GLOBAL - The world's richest economies must urgently work out how to put a lid on spiraling retirement costs to address the "acute" challenge of tackling high public debt, according to the International Monetary Fund (IMF).
The IMF predicted all G7 countries, with the exception of Canada and Germany, will have debt-to-GDP ratios close to or exceeding 100% by 2014.
But IMF first deputy managing director John Lipsky warned that discretionary fiscal stimulus only accounted for about one-tenth of the projected debt increase.
The biggest contributory factor to the debt burden was the projected increase in pension and healthcare spending.
"Already in 2010, the average debt-to-GDP ratio in advanced economies is projected to reach the level prevailing in 1950, in the aftermath of World War II," he said in a speech at the China Development Forum in Beijing.

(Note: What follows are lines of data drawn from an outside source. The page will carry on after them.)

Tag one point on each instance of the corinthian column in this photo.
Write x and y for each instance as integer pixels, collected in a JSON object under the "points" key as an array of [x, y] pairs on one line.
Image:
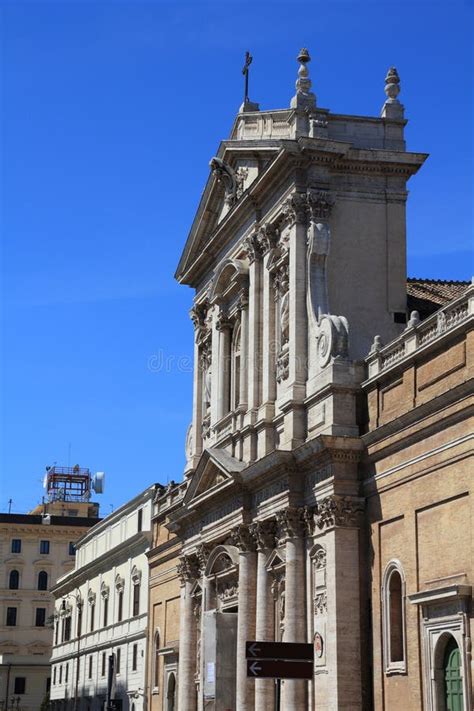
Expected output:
{"points": [[241, 537], [187, 571], [264, 534], [291, 525], [223, 326]]}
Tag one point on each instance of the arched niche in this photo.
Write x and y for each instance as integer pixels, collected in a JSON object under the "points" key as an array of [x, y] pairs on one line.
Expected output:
{"points": [[229, 278], [222, 558]]}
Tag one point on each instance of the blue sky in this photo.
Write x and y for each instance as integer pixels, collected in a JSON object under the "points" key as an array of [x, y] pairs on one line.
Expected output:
{"points": [[111, 112]]}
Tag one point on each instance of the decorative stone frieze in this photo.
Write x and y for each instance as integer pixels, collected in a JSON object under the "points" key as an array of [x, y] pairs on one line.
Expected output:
{"points": [[338, 511]]}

"Moreover, this surge in government debt is occurring at a time when pressure from rising health and pension spending is building up," he added.

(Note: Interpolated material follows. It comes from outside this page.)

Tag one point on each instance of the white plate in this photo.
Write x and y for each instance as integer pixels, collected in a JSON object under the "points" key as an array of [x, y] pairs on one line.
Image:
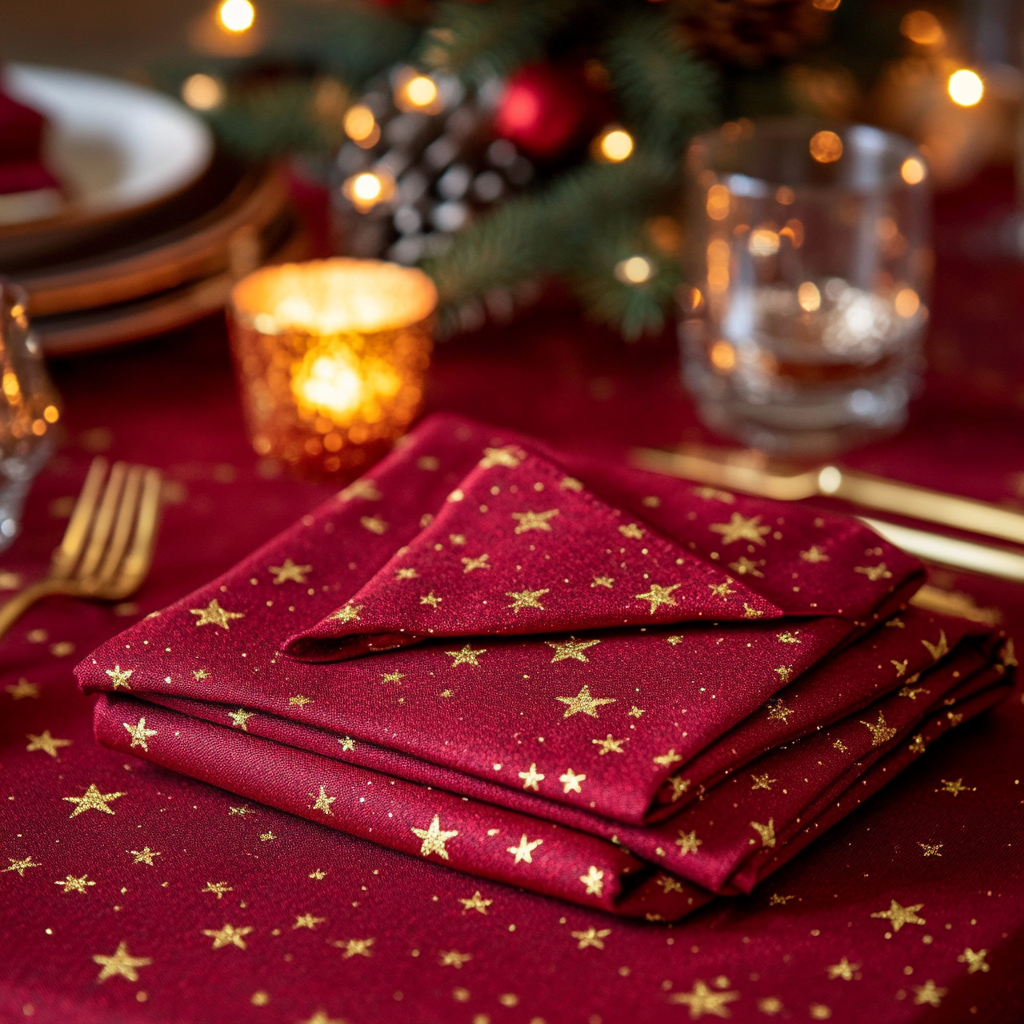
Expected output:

The IMF estimates that maintaining public debt at its post-crisis levels could reduce potential growth in advanced economies by as much as 0.5% annually compared with pre-crisis performance.
Lipsky said addressing this fiscal challenge is a "key near-term priority", as concerns about fiscal sustainability could undermine confidence in the economic recovery.
"The bulk of the required progress will have to reflect reforms of pension and health entitlements, containment of other primary spending, and increased tax revenues -- possibly through the implementation of both tax policy and tax administration measures," he said.